Only a few people showed up.
“My take on it is nobody really is that upset about it [the email],” Bray said of the low turnout. “I’m not taking it as a sign that everyone said they would have said the same thing, but they weren’t terribly upset.”
However, one of the people who attended Bray’s precinct meeting was Josh Shorb, a rural Powell Republican who took issue with the email.
“I didn’t agree with the language he used,” Shorb said in an interview. “… I said, ‘I don’t care if you would have wrote her a letter that the sky is blue and then used that language.’ The message … with what he disagreed with is immaterial to me; it’s the language. You don’t talk to somebody like that and you don’t talk to a lady like that.”
Shorb also said he felt like “there’s some things you just can’t apologize for.”
Closed-door discussion
At the central committee meeting, held at the Cody Cowboy Church, Shorb served as a proxy for another committee member and made a motion to ask Bray to resign his position.

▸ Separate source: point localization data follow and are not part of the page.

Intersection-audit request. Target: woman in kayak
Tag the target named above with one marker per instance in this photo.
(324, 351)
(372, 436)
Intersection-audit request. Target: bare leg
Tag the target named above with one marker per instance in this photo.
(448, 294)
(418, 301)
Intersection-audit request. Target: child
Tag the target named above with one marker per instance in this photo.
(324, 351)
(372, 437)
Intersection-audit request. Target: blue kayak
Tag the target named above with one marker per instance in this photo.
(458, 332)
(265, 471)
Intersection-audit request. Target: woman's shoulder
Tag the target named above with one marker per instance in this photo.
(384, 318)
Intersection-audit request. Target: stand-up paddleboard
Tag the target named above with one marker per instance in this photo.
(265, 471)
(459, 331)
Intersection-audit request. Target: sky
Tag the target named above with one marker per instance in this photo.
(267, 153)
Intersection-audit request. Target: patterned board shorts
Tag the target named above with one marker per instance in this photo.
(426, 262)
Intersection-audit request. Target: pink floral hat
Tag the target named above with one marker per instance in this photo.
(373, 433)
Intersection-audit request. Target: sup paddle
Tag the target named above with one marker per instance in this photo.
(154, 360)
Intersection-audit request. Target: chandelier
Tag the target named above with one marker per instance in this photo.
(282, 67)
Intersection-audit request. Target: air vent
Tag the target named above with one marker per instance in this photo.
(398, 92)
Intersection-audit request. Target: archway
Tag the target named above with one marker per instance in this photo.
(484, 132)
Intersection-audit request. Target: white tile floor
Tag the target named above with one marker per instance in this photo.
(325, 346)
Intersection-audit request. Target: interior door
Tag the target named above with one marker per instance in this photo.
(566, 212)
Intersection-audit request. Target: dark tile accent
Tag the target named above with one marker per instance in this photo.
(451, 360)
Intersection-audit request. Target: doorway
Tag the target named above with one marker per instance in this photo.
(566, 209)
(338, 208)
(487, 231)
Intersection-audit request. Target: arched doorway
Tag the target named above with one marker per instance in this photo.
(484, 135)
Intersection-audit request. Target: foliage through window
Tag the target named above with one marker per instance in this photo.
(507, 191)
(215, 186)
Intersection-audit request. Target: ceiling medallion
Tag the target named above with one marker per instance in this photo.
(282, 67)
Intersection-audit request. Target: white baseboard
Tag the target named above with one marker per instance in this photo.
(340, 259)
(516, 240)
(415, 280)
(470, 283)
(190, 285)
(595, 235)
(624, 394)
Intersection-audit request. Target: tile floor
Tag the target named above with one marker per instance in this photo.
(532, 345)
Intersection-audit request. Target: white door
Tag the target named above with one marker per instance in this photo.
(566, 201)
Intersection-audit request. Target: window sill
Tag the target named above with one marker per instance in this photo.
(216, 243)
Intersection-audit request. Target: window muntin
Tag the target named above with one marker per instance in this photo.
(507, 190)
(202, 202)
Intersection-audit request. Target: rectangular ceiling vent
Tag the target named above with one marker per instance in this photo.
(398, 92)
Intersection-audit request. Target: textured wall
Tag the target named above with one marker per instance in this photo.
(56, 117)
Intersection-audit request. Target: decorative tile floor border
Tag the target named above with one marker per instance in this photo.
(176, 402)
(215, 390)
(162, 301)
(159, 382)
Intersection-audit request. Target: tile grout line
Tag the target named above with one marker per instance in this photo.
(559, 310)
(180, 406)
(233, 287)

Before he finished the sentence, other members of the party called for the subject to be taken up in a closed-door executive session. Attendees who weren’t members of the central committee were then asked to step outside the church, while committee members were told to turn off their cellphones and place them on a table in the front of the sanctuary.
The county party’s handling of the discussion differed from past efforts to censure then-state Sen. Hank Coe, R-Cody, in 2014 and U.S. Rep. Liz Cheney, R-Wyo., earlier this year, which were held in the open. The Park County Republican Party’s bylaws don’t address executive sessions, but Kimmet indicated the decision was based on Robert’s Rules of Order.
In interviews, both he and Bray indicated the issue is now over with.
“The man did something wrong, he apologized for it … and Sen. Nethercott accepted that apology,” Kimmet said. “To me, that’s where it should have ended instead of certain people and certain press making a political issue of it. Really, it wasn’t a political issue, it was a personal issue.”
Other people “should have stayed out of it, and they cost that poor man,” Kimmet said, referring to the loss of Bray’s job. The chairman said there were more important issues, specifically naming the Cody school board’s spending and handling of the COVID-19 pandemic.
Compared to other meetings the party has held this year, Thursday’s gathering had low attendance, with only 27 of the party’s roughly 75 precinct committeemen and women or their proxies present, representing 36 votes at the start of the meeting.